In this crowded buyout market, where capital-rich general partner groups compete fiercely for an increasingly finite amount of investable assets, management teams have huge sway in determining who their businesses are being sold to. When more than one suitor comes in with a satisfactory financial offer for an asset, a vendor may not be all that bothered about which suitor the asset ultimately goes to. But maybe the management team have a view? You bet they do; and in today’s environment it can be a dealmaker or breaker.
Earlier this week, one of London’s leading transaction lawyers told PEO the tale of a recent large, high-profile LBO that perfectly illustrates what might be called the management factor. In the final stage of an auction, with just two bidders [both private equity firms] still in the running, the seller found itself in the happy situation of having two seeming equally attractive proposals on the table. So what did the management team think?
Two separate meetings were held where each bidder was presented with the managers’ preferred terms: sizeable equity participation, no warranties and a commitment to putting in place a sizeable war chest to fund acquisitions.
The bidders’ reactions couldn’t have differed more: “No problem, we like it – done” responded House A. “Erm… maybe, uh-huh [long pause] … can we talk about that later?” was the feedback from House B. Soon after a winner was declared, and it won’t come as a shock to hear that the latter firm came second.
One scenario where management are in a particularly strong position is the increasingly ubiquitous secondary buyout. Holding a sizeable chunk of equity in the company already, management may like the idea of cashing in rather than rolling their stakes over into the Newco.

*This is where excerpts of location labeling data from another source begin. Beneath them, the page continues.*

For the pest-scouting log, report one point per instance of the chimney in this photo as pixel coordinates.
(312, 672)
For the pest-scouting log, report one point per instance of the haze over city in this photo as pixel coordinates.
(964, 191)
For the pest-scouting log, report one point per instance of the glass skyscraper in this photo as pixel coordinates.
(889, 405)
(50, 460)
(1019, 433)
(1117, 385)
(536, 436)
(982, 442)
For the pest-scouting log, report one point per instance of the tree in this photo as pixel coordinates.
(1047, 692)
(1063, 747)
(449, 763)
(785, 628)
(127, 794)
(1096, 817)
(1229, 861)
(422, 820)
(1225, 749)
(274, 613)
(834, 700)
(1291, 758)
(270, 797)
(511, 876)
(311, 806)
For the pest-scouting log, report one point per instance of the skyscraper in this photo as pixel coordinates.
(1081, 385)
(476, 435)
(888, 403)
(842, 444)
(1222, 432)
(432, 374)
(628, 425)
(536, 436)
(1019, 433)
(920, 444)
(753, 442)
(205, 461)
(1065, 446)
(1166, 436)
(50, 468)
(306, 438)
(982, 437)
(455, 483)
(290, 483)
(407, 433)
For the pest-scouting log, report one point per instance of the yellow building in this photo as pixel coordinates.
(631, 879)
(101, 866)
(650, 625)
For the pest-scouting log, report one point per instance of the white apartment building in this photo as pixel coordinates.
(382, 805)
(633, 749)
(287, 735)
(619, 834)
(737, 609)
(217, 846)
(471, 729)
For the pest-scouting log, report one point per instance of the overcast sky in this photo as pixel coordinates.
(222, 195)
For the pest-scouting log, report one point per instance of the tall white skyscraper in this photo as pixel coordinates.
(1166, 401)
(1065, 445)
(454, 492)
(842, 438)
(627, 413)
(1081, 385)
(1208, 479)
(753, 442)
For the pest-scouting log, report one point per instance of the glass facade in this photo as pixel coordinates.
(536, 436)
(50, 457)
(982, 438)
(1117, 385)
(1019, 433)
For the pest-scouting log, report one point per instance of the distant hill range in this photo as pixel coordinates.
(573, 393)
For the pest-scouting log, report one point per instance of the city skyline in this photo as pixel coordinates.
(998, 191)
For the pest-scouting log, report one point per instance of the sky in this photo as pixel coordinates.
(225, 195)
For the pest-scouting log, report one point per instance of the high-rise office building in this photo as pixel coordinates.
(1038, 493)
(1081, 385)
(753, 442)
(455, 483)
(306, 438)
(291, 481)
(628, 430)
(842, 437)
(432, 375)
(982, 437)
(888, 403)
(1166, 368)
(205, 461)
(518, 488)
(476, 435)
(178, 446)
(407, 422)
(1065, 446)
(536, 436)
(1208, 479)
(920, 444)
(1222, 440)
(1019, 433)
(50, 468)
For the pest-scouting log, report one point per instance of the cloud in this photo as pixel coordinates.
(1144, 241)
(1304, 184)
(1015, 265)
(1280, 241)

From the point of view of the new private equity owner, keeping the team on board is typically the preferable option, and in order to get that done, there better be a good reason for the managers to sign up for another round therefore.
For private equity firms, having to accommodate management to get the deal done can seem costly, especially at a time when management have plenty of leverage. However, this also constitutes an opportunity: making friends with management by way of offering the most compelling alignment of interest can deliver the necessary edge over other bidders – something all financial buyers are looking for.
It also creates an advantage when it comes to seeing off trade buyers. Unless these firms are themselves private equity-backed and can liberate meaningful amounts of equity-flavoured incentive [and remember, stock options in public companies are regarded with circumspection by many], these buyers will not have as much flexibility to give management what they want compared to an equity sponsor. At a time when trade buyers are keen to move back into the M&A market, this differentiator cannot be ignored.
Buying well remains one of the things that successful private equity firms have to be good at. Keeping an eye on managers’ needs is very much part of that – and may often hold the key to buying better than the rest.